Linearizability
Linearizability is a consistency model used to make it seem like there’s only one copy of the data. It ensures that:
- All reads reflect the latest written value.
- The system appears consistent and up-to-date.
- Availability and speed may be impacted.
Write Request Read Request Read Request
| | |
V V V
+----------+ +----------+ +----------+
| | | | | |
| Database | ----> | Database | ----> | Database |
| (Latest | | (Latest | | (Latest |
| Value) | | Value) | | Value) |
| | | | | |
+----------+ +----------+ +----------+
Ordering
To achieve linearizability, an order for data operations is required:
- Use Lamport timestamps to generate sequence numbers across multiple machines.

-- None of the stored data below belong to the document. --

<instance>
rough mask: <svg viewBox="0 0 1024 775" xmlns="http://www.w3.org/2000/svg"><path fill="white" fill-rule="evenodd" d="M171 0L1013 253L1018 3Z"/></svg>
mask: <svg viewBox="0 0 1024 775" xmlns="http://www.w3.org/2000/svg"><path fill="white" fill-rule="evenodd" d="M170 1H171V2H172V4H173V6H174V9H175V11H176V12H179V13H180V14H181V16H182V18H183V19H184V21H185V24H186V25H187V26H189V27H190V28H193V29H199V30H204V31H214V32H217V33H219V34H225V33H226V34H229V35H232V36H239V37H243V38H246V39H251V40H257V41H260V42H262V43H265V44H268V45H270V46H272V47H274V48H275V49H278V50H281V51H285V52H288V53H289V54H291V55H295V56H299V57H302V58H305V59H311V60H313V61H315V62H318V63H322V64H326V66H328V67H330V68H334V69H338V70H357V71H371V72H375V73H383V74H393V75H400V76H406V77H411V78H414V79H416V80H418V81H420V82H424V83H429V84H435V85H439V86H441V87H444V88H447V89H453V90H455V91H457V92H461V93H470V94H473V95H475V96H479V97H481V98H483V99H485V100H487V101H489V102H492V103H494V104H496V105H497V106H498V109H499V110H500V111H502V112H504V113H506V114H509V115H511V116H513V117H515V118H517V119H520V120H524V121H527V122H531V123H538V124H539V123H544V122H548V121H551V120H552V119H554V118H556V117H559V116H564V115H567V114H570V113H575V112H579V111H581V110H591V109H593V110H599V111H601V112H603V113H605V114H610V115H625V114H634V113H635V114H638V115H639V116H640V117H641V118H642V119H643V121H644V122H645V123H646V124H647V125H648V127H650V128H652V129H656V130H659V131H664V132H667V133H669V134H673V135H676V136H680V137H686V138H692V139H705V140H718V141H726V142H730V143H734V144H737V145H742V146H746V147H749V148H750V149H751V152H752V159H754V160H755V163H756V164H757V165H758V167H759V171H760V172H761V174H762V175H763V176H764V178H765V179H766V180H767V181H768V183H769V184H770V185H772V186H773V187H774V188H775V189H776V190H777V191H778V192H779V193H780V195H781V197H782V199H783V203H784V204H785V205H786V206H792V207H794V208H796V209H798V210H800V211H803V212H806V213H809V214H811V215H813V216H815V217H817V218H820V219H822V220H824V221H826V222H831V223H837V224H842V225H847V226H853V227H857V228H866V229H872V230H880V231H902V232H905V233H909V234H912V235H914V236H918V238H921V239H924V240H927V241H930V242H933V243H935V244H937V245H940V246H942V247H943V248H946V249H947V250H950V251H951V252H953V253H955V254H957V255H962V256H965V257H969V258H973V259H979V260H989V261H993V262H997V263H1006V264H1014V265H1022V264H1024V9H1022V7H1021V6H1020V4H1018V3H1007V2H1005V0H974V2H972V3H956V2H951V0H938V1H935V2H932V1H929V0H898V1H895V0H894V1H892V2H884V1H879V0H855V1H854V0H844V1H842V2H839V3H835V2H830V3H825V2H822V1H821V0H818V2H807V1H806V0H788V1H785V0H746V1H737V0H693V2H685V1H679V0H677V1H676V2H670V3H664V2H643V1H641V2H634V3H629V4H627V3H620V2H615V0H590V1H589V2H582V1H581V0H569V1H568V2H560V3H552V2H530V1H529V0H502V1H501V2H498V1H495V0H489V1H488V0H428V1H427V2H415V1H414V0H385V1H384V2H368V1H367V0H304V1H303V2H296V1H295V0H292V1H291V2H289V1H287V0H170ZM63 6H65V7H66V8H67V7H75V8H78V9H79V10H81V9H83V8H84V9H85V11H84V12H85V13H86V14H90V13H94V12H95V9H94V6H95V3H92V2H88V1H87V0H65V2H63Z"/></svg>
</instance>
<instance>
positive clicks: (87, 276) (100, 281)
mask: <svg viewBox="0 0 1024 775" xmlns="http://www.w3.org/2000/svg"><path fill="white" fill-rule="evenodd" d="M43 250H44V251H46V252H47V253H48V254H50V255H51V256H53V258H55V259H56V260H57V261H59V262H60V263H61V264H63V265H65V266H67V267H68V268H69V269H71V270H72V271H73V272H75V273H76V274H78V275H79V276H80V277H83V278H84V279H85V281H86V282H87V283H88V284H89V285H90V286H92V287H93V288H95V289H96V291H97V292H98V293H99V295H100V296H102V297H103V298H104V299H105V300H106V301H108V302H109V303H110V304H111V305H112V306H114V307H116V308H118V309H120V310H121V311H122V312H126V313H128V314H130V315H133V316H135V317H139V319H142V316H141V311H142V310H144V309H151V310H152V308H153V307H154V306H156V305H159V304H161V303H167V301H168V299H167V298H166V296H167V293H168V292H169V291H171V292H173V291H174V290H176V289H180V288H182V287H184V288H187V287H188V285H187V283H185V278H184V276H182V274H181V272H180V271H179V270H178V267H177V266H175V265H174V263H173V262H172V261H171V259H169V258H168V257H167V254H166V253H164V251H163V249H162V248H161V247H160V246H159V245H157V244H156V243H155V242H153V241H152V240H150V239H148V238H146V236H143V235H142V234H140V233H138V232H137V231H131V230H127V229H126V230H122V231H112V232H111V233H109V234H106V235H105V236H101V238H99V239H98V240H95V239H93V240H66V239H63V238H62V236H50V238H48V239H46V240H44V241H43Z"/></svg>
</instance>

- Timestamps are tuples of the counter and the node ID.
- Nodes and clients track the maximum counter value and include it in every request.
- Lamport timestamps provide a total ordering but can’t show concurrent operations.
Total Order Broadcast
Total order broadcast is a protocol to exchange messages between nodes:
- Ensures no messages are lost.
- Delivers messages to every node in the same order.
- Helps solve problems like uniqueness constraints across different replicas.
Distributed Transactions and Consensus
Distributed transactions can use the two-phase commit:
- Coordinator node sends writes and prepare requests to other nodes.
- Nodes either commit or abort based on the coordinator’s decision.
- The coordinator maintains an internal log of decisions for crash recovery.
Quorum and Consensus Algorithms
Consensus algorithms use a majority (quorum) of nodes to improve availability:
- New leaders are elected in subsequent epochs to prevent split-brain scenarios.
- Consensus algorithms define a recovery process for nodes to reach a consistent state.
- Coordination services like ZooKeeper provide replicated in-memory key-value stores for total order broadcast.